Epitope-blocking enzyme-linked immunosorbent assay to differentiate west nile virus from Japanese encephalitis virus infections in equine sera.
Abstract: West Nile virus (WNV) is now widely distributed worldwide, except in most areas of Asia where Japanese encephalitis virus (JEV) is distributed. Considering the movement and migration of reservoir birds, there is concern that WNV may be introduced in Asian countries. Although manuals and guidelines for serological tests have been created in Japan in preparedness for the introduction of WNV, differential diagnosis between WNV and JEV may be complicated by antigenic cross-reactivities between these flaviviruses. Here, we generated a monoclonal antibody specific for the nonstructural protein 1 (NS1) of WNV and established an epitope-blocking enzyme-linked immunosorbent assay that can differentiate WNV from JEV infections in horse sera.
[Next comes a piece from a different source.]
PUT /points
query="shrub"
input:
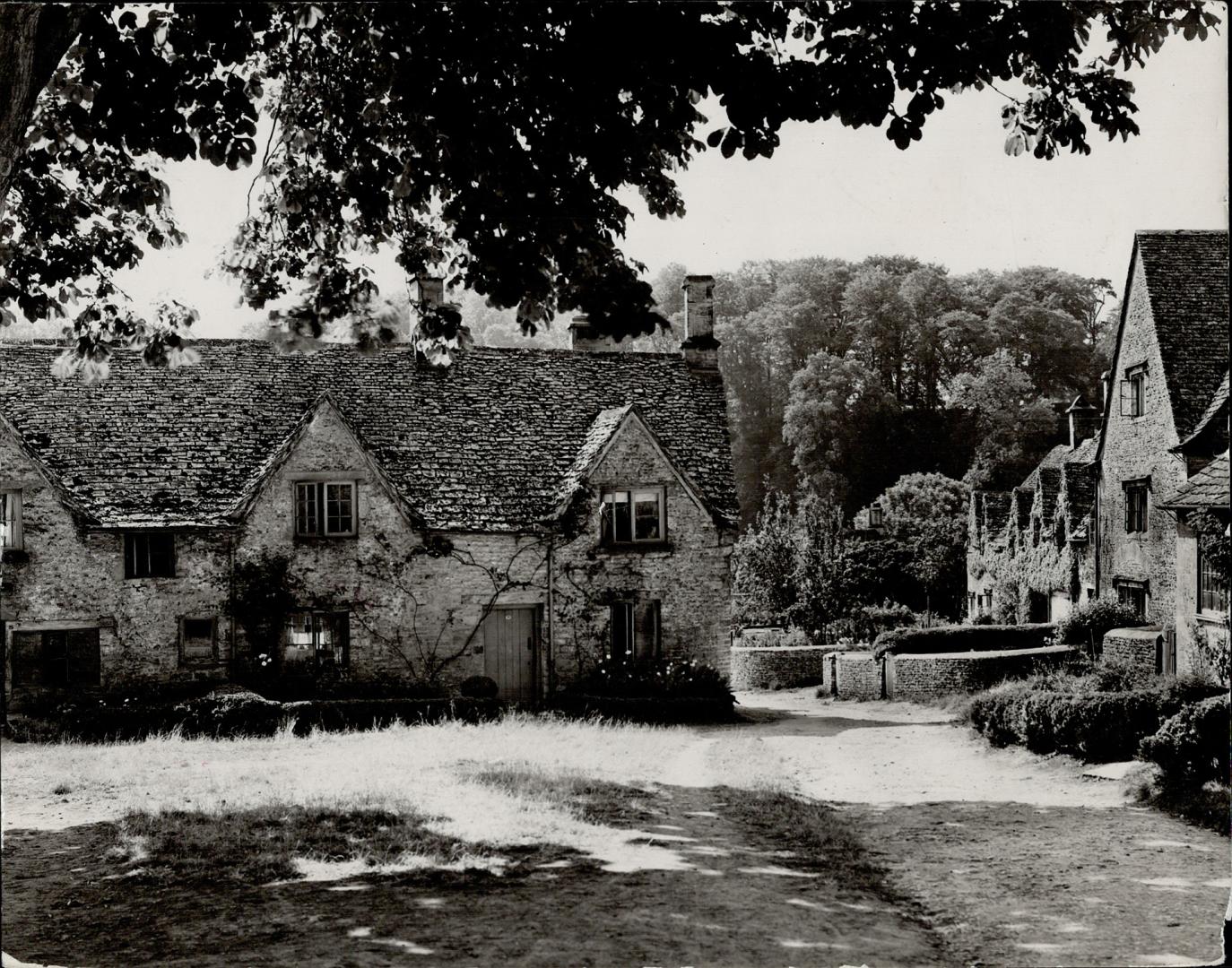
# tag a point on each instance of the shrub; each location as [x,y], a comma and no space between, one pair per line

Under conditions well suited for our assay system, samples collected from 95 horses in Japan (regarded as negative for WNV antibodies), including those collected from horses naturally infected with JEV, showed a mean inhibition value of 8.2% and a standard deviation (SD) of 6.5%. However, inhibition values obtained with serum used as a positive control (obtained after 28 days from a horse experimentally infected with WNV) in nine separate experiments showed a mean of 54.4% and an SD of 7.1%. We tentatively determined 27.6% (mean + 3 x SD obtained with 95 negative samples) as the cutoff value to differentiate positive from negative samples. Under this criterion, two horses experimentally infected with WNV were diagnosed as positive at 12 and 14 days, respectively, after infection.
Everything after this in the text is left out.